A rapidly growing multidisciplinary program developed by Duke’s divisions of Thoracic Surgery and Gastroenterology is offering a new level of care for patients with GERD, esophageal dysphagia, achalasia, and other esophageal motility disorders. Through this distinctive program, specialists are coordinating and improving access to care, offering the most advanced diagnostic and therapeutic techniques, developing patient-centered programs and support groups, and initiating research to help address complex conditions.
“For selected patients with the most complex needs, we can deliver real-time evaluation by both gastroenterologists and surgeons in our clinic,” says gastroenterologist Rahul A. Shimpi, MD.
These patients typically require advanced diagnostic testing and therapeutic care, so they often need to be seen in multiple settings for endoscopy, esophageal manometry, reflux testing, barium swallows, CTs, and surgery. Shimpi says the esophageal center aims to make the referral and scheduling process more efficient by minimizing the number of visits patients need to make. “These patients often need multidisciplinary care for the best outcomes. Here at Duke, it’s about how we can evaluate these patients together and come up with the best course of management.”
Duke’s esophageal patient referral volume has increased dramatically over the past three years, with much of the increase due to an expanding array of diagnostic techniques and surgical and nonsurgical options, Shimpi reports. “Five years ago, if a patient had GERD, their options for management were either anti-reflux medications or laparoscopic Nissen fundoplication. Now we can offer other, less invasive surgical or endoscopic options, including the LINX device (Torax Medical Inc., Shoreview, MN), transoral incisionless fundoplication (TIF, EndoGastric Solutions, Inc., Redmond, WA), Stretta Therapy (Restech, Houston, TX), and there is a new class of promising medications currently in clinical trials.”
Many opportunities exist for patients facing a variety of esophageal disorders to receive the latest treatment options through clinical trials and registries. David A. Leiman, MD, MSHP, is the Director of Esophageal Research and Quality for the Gastroenterology division at Duke and the Principal Investigator for several ongoing and upcoming clinical trials in the center, including the study of novel therapeutics for patients with GERD, erosive esophagitis, and eosinophilic esophagitis (EoE).

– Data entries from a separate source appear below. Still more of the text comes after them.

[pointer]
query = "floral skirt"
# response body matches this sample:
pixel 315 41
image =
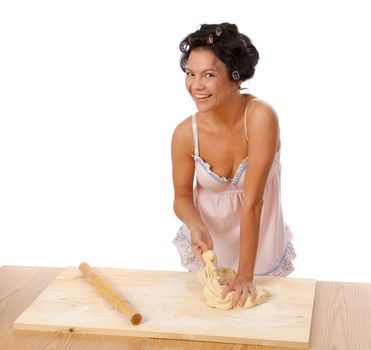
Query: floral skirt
pixel 192 263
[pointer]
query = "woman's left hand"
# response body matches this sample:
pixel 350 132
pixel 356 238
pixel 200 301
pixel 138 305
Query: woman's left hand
pixel 243 287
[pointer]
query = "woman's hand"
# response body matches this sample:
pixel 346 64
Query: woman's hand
pixel 201 240
pixel 243 287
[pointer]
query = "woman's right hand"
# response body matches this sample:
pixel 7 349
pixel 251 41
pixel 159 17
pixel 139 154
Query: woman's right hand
pixel 201 240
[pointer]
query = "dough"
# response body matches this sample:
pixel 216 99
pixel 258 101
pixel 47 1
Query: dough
pixel 213 279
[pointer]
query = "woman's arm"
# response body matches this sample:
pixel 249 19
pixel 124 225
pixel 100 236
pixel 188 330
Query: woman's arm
pixel 183 174
pixel 263 130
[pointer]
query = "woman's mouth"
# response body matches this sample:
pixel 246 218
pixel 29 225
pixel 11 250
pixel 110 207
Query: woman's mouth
pixel 202 97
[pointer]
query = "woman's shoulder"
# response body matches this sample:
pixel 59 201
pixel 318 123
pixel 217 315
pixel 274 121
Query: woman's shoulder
pixel 261 117
pixel 259 105
pixel 183 131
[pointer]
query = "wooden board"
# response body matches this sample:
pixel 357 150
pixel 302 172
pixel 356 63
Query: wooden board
pixel 173 307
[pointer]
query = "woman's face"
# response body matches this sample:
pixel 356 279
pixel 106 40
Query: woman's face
pixel 207 80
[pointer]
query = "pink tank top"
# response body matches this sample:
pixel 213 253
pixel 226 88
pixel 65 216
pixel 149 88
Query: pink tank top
pixel 220 200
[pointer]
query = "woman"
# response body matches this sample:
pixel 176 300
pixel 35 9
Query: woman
pixel 232 145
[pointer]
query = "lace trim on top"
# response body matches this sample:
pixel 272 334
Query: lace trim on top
pixel 192 263
pixel 234 181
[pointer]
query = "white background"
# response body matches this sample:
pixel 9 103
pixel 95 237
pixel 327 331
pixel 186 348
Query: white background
pixel 90 92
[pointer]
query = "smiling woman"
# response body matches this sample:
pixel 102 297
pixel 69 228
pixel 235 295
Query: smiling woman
pixel 232 145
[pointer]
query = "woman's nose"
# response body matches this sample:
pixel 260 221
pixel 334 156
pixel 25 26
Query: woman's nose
pixel 197 82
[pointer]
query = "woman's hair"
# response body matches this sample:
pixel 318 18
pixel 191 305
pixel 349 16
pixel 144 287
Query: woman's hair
pixel 234 49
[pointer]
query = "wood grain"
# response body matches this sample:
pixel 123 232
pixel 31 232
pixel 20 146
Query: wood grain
pixel 19 286
pixel 174 308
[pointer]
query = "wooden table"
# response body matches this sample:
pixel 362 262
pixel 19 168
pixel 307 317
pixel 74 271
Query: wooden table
pixel 341 319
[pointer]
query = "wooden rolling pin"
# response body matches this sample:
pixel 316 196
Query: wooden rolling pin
pixel 110 293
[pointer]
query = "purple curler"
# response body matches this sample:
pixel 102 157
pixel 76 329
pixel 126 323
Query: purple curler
pixel 210 39
pixel 184 46
pixel 235 75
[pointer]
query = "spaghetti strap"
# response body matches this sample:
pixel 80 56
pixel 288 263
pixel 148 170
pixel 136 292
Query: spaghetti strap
pixel 195 135
pixel 245 117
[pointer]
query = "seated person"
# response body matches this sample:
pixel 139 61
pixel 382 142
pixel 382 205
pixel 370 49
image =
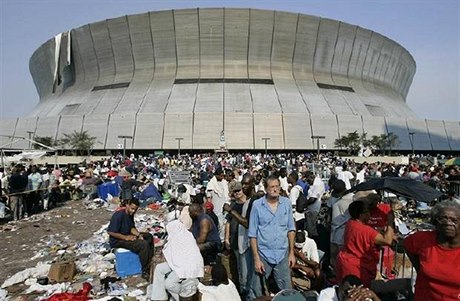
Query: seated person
pixel 127 185
pixel 350 289
pixel 185 193
pixel 123 234
pixel 205 232
pixel 184 263
pixel 222 288
pixel 307 263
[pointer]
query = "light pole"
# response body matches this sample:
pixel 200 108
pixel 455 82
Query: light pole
pixel 30 137
pixel 124 137
pixel 265 139
pixel 411 135
pixel 178 145
pixel 317 142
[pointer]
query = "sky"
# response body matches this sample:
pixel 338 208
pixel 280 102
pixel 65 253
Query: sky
pixel 429 30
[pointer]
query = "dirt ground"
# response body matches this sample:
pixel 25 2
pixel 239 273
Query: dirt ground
pixel 58 228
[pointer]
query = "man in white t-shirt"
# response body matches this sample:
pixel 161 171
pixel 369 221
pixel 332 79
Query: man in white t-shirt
pixel 345 176
pixel 315 193
pixel 296 190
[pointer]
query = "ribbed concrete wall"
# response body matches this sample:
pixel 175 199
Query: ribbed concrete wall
pixel 368 75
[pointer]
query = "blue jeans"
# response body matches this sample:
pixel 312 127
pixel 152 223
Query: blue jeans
pixel 281 273
pixel 245 271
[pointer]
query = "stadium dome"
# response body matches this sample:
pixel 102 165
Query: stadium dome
pixel 240 75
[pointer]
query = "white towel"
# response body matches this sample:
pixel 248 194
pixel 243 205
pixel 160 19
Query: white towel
pixel 182 253
pixel 221 189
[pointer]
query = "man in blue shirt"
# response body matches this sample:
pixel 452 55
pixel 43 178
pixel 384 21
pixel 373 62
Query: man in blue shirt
pixel 272 237
pixel 123 234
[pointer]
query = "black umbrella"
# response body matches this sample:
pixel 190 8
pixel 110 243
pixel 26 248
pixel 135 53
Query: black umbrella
pixel 400 186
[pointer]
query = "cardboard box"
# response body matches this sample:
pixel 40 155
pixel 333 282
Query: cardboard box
pixel 62 272
pixel 127 263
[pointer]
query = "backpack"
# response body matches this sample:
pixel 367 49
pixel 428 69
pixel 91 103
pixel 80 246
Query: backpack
pixel 301 203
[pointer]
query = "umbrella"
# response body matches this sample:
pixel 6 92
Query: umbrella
pixel 401 186
pixel 453 161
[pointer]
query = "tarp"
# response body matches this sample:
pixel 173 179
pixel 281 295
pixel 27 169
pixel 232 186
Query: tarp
pixel 400 186
pixel 150 192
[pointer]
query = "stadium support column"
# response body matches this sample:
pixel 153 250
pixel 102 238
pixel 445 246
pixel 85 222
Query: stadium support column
pixel 411 136
pixel 317 142
pixel 178 145
pixel 265 139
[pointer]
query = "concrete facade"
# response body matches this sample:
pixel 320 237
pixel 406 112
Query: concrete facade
pixel 251 73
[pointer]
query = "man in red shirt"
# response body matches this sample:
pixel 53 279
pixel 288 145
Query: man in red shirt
pixel 381 216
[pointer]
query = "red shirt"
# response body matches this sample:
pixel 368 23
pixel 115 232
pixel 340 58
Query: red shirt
pixel 439 275
pixel 357 256
pixel 379 216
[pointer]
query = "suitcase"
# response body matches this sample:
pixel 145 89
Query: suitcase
pixel 62 272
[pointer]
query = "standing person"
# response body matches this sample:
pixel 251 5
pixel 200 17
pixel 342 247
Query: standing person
pixel 435 255
pixel 35 181
pixel 272 237
pixel 17 184
pixel 345 176
pixel 183 262
pixel 205 232
pixel 123 234
pixel 357 256
pixel 294 193
pixel 236 236
pixel 218 187
pixel 315 193
pixel 283 180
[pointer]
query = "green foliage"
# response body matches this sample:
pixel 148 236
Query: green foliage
pixel 79 142
pixel 46 140
pixel 351 142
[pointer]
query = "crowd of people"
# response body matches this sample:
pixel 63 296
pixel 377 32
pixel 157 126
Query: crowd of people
pixel 259 224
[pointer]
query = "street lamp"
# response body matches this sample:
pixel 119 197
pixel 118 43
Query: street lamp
pixel 124 143
pixel 178 145
pixel 411 135
pixel 30 137
pixel 317 141
pixel 265 139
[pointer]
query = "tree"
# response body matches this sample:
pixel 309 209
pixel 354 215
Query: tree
pixel 46 140
pixel 384 142
pixel 351 142
pixel 80 142
pixel 392 141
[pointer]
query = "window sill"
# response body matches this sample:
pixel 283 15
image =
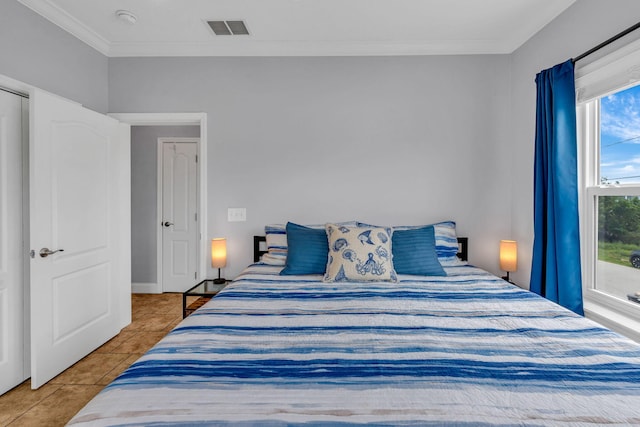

Among the center’s other planned research initiatives are leveraging the extensive expertise in pulmonary and esophageal diseases to better understand the unique interplay between these entities and defining testing protocols for their evaluation. For example, Matthew Hartwig, MD, a thoracic surgeon and the surgical director for the Esophageal Center at Duke, is leading a registry to evaluate using the newest interventions for reflux to protect newly transplanted lungs from ongoing injury. Because “there’s no set algorithm for this type of testing or treatment, everyone does it a little differently across the country, and it’s not data-driven. It makes a lot of sense to collect the patient data and turn it into a robust research program,” says Shimpi.
Building on their clinical experience and insights from prior studies, Leiman says “the goal is to create the definitive evidence-based protocol.” Future work will also aim to transform the data from routine clinical interactions into a comprehensive esophageal diseases registry to evaluate and improve patient outcomes.
Shimpi notes that many patients seek second, third, or even fourth opinions from Duke specialists and surgeons. “Often times they’ve had esophageal surgery or a procedure elsewhere and either their condition didn’t improve, or they have a new iatrogenic esophageal problem as a result. We are very proud to offer the most advanced diagnostics and therapeutics; when it comes to benign esophageal disease, we do it all at a very high level,” he says.
“Duke’s success at centralizing and coordinating experts in diseases of the foregut throughout the multidisciplinary spectrum culminates from years of work by individuals across the health system. It’s exciting to see this taking shape for the first time at Duke and even more rewarding to see it pay off in terms of better, more efficient care for our patients,” says Hartwig.